= Jānis Pīnups =

Latvian freedom fighter, last of the Forest Brothers

Jānis Pīnups (Juoņs Pynups; 10 May 1925 – 15 June 2007) was the last of the Forest Brothers to come out of hiding, in 1995, at the age of 70.

== Biography ==
He had been conscripted into the Red Army in August 1944 and was sent to the front, where he participated in two battles. A concussion rendered him unconscious in the second battle. When he awoke, he saw that no one was left on the battlefield and seized the opportunity to desert, finally managing to return home on 7 October 1944.

God has protected me from all, helping me escape from my persecutors when I fled from the army. I knew what happened to escapees. I saw two "deserters" shot before my eyes. I didn't flee through thickets or field but stuck to the road instead. God bless the farmers in Koknese who gave me civilian clothes when I arrived there from Madliena.

From that moment, he spent more than 50 years hiding from the authorities and strangers. Only his brothers and sister knew he was even alive. At first, he lived in the forest, but with cold weather setting in, he fitted out a hidden underground bunker for himself on the farm of some relatives. In the 1950s, these relatives built a new house, leaving their old one derelict, that becoming another sanctuary for hiding from strangers.

He came out into the yard during the day only when his neighbors couldn't see him. He also helped his brothers with farm work, as well as picking mushrooms and berries in the forest—all of which he did only by the cover of night, having constructed a number of bunkers in the forest to help him stay hidden.

All that warfare seemed senseless to me, like the fact our troops were being driven directly upon the German tanks. [Red Army officers had standing orders to shoot anyone who retreated.] Luckily, I didn't have to shoot once in this war. I couldn't kill someone—I can't even slaughter a chicken. Similarly, when I was hiding in the woods and I was almost found out, I nevertheless managed to save myself. That is because I prayed daily, and I now attend church every Sunday.

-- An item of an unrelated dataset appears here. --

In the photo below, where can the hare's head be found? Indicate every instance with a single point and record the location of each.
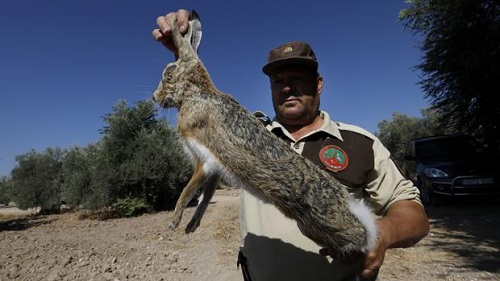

Once he accidentally wandered into the parish center and met a man at the bus stop who said that he knew Pīnups, but couldn't remember his name. Pīnups fled immediately— the incident made him even more cautious because, after a quarter of a century, he had been convinced no one would remember him. As late as the 1980s, when Pīnups dislocated his ankle, he sought medical assistance under an assumed name.

He spent his last two decades in hiding being particularly cautious. Remaining in hiding became increasingly difficult after his brothers died and only his sister Veronika was left alive. Nor was he able to continue to assist or stay with her after her curious neighbors inquired as to who it was that was visiting her.

== Independence ==
In 1991, when Latvia had regained its independence, Pīnups nevertheless remained in hiding because of the former Soviet forces which still remained in Latvia. Only after six months when Soviet forces evacuated Latvian territory Pīnups could finally raze his forest bunkers and, at the age of 70, appear at the Pelēči parish police station to announce that he had been hiding from the government in the surrounding woods for the last 50 years.

He was officially granted his Latvian citizenship and moved in to live with his sister, who had no other family. Initially he was only awarded social welfare (approximately 25 lats per month) as the Ministry of Welfare considered him ineligible for a pension, however, this was later changed to recognize his service to the Latvian nation. Pīnups died in 2007 at the age of 82.